Can hospital wayfinding keep people safe from future pandemics?

Hospital wayfinding is going to be a “high priority” for healthcare organisations as they look for ways to minimise contagion from coronavirus.

Last week, we joined an interesting online discussion hosted by Indesign about the design of healthcare facilities post-COVID-19. Each speaker shared some fascinating insights, including the suggestion that wayfinding designers will play an important role in making hospitals safer as the world continues to grapple with the coronavirus crisis.

The discussion featured Leanne Guy, Principal and Sector Leader at Hassell, Mark Healey, Studio Director of Bates Smart, and Joshua McAlister, Associate Director of CHT Architects, and was facilitated by Indesign’s Jan Henderson.

“There are significant lessons to be learned from the coronavirus pandemic. A big part of what needs to change is space: hospitals will need to reassess spatial allocations in times of surge, while also rethinking staffing models – what will the physical distancing of staff mean for all other areas of the hospital?” asked Leanne.

Reception areas have been shrinking with the introduction of digital check-ins, for example. But in the age of coronavirus, cramped and crowded waiting areas no longer feel safe. Conversely, the coronavirus has led to a rise in telehealth. With more people seeking treatment online, it’s possible that some areas of the hospital will need to contract, while others expand.

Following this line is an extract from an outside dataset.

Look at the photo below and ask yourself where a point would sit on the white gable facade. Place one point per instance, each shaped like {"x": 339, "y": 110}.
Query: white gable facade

Mark agrees that adaptability and flexibility are key. When designing the Gandel Wing at Cabrini Malvern in Victoria, Bates Smart used the same footprint or “module” for rooms on each floor. This means if Gandel Wing needs to transform entire floors into airlocked isolation rooms, for example, it can be done quickly using partitions and joinery.

“Hospital wayfinding is going to be critical”

“Wayfinding is going to be a high priority for hospitals. They need to decrease the flow of people moving around, and get people from A to B as quickly as possible,” said Leanne.

“The arrival experience is so important. When SARS emerged in Singapore, we saw hospitals triaging ambulance and walk-in patients before they even reached the hospital environment, and then separating flows again at Emergency to protect staff and patients.”

According to Mark, there is some really interesting work being done by industrial and graphic designers that shows the importance of communicating with visitors early. When people know there’s a plan in place to get them to their appointment or ward safely, it helps them stay calm. “Social distancing is creating a lot more delays and elevating stress. Hospitals will need to impart information very clearly – it’s a really good challenge for wayfinding designers.”

So will hospitals need to expand? Will they need more portable buildings? Better ventilation? More automation? It’s impossible to predict exactly how the coronavirus will reshape healthcare environments, but as wayfinding designers, we know that signage and wayfinding graphics will play an important role in shifting behaviour, reducing traffic flows, and helping people feel safe inside hospitals.

BrandCulture has devised wayfinding strategies for some of the busiest hospitals in NSW including Dubbo Hospital and Sutherland Hospital. Our goal is always to design hospital wayfinding systems that provide absolute clarity to flustered visitors, which are welcoming and adaptable. For more information, click here.

Indesign is running a series of webinars about what’s next for architects and designers in the coronavirus era. The first webinar, ‘Working and our Health’, took place on 13th May.